Performance, Scaling, and Monitoring
Performance and Scaling Overview
Generator consists of two main services that work together:
- Backend service: Handles API requests and user interactions
- Worker service: Processes background tasks and content generation
Both services are designed to be stateless and horizontally scalable. This guide covers two main aspects of scaling:
- Container Provisioning: How to size individual containers (vertical scaling)
- Scaling Strategies: Different approaches to handling load, including both vertical and horizontal scaling
Both approaches can achieve similar performance, but horizontal scaling offers more flexibility for dynamic workloads.
Container Provisioning
This section covers how to size individual containers (vertical scaling) by allocating appropriate CPU and memory resources.
Backend Service Provisioning
The backend service automatically scales to use available CPU resources:
- Automatic scaling: One worker process per CPU core (no configuration required)
- Stateless design: Multiple backend containers can run simultaneously
- Load balancing: Use a load balancer to distribute requests across backend instances
Worker Service Provisioning
Worker containers process background tasks and can be scaled independently:
Environment Variables:
THREADS__DRAMATIQ_PROCESSES: Number of Dramatiq processes per containerTHREADS__DRAMATIQ_THREADS: Number of threads per process
Scaling Guidelines:
- Memory-based: Start with ~1 thread per GB of memory on worker nodes
- Process scaling: Each process contains
THREADS__DRAMATIQ_THREADSthreads - Resource monitoring: Increase threads if host metrics aren’t stressed
- PDF processing: Uses significant memory; adjust accordingly if not processing many PDFs
Example Configuration:
# For a 4GB worker node
THREADS__DRAMATIQ_THREADS=4
THREADS__DRAMATIQ_PROCESSES=1
# For a 16GB worker node with 2 processes
THREADS__DRAMATIQ_THREADS=8
THREADS__DRAMATIQ_PROCESSES=2
Scaling Strategies
This section covers different approaches to handling increased load, including both vertical scaling (bigger containers) and horizontal scaling (more containers).
Vertical Scaling (Recommended for Simplicity)
Advantages:
- Simpler deployment and management
- Fewer moving parts
- Easier to troubleshoot
Configuration:
- Increase container CPU/memory allocation
- Backend automatically uses additional CPUs
- Adjust
THREADS__DRAMATIQ_THREADSfor worker containers
Horizontal Scaling (Recommended for Flexibility)
Advantages:
- Better resource utilization
- Easier to scale in/out based on demand
- Better fault tolerance
Configuration:
- Deploy multiple backend containers behind load balancer
- Deploy multiple worker containers
- Use container orchestration (ECS, Kubernetes, Docker Swarm, etc)
Autoscaling
Generator’s stateless design makes it well-suited for autoscaling. Since both backend and worker containers can be scaled independently, you can adjust capacity based on demand. Your load balancer will automatically distribute work across the backend containers, and the queue system will distribute work across the workers. This set-up makes it easy to scale up during peak usage and scale down during quieter periods.

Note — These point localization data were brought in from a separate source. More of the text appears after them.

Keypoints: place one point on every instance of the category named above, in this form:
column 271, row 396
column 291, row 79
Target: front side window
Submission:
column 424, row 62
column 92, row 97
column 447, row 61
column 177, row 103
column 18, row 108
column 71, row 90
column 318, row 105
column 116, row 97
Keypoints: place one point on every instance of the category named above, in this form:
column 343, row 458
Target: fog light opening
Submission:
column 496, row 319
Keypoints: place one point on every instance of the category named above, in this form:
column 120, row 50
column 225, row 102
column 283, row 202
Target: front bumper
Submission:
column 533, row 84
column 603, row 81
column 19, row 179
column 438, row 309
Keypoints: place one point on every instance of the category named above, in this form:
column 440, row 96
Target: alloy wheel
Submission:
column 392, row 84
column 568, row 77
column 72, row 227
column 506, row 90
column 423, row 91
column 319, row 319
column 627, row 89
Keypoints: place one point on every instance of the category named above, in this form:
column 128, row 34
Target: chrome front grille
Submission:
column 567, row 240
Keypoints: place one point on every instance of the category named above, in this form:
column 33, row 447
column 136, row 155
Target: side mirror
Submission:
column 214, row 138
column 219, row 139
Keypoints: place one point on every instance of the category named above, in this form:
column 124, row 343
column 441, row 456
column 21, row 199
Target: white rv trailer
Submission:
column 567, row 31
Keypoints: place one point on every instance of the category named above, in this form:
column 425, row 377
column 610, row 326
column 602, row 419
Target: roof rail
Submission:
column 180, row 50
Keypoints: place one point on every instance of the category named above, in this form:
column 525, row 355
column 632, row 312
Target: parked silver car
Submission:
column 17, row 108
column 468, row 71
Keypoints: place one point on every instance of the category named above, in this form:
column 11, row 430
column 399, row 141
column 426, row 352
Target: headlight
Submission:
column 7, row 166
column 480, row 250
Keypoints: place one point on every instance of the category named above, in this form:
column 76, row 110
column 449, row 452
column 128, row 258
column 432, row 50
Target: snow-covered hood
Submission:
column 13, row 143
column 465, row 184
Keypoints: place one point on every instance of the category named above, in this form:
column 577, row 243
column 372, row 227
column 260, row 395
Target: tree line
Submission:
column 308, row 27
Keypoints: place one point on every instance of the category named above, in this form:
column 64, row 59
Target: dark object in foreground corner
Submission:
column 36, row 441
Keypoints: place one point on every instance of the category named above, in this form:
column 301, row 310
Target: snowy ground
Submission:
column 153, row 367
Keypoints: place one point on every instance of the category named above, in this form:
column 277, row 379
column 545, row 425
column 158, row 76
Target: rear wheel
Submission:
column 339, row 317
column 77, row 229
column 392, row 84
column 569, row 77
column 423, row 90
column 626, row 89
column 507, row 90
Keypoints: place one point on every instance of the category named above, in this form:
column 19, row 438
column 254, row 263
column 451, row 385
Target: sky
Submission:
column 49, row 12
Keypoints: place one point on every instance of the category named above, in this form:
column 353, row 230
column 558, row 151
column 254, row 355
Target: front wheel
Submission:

Monitoring Resource Usage: While Generator provides a metrics endpoint (see Monitoring section below), container orchestration platforms like ECS or Kubernetes typically provide more comprehensive resource monitoring and autoscaling capabilities. These platforms can monitor CPU, memory, and queue depth to make more informed scaling decisions than the basic metrics endpoint alone.
Monitoring
Metrics Endpoint
Generator exposes Prometheus-style metrics with a /metrics. e.g.
▶ curl http://[generator server]/metrics
# HELP python_gc_objects_collected_total Objects collected during gc
# TYPE python_gc_objects_collected_total counter
python_gc_objects_collected_total{generation="0"} 1305.0
python_gc_objects_collected_total{generation="1"} 351.0
python_gc_objects_collected_total{generation="2"} 89.0
[...]
Available Metrics
- HTTP request volume and response times
- Python runtime metrics (memory usage, garbage collection)
- More in the future
To avoid leaking this information publicly, the metrics endpoint will reject any requests that were forwarded through a load balancer (determined by the presence of any X-Forwarded-* headers).
If you want to disable this endpoint, set the HOSTING__ENABLE_METRICS environment variable to false.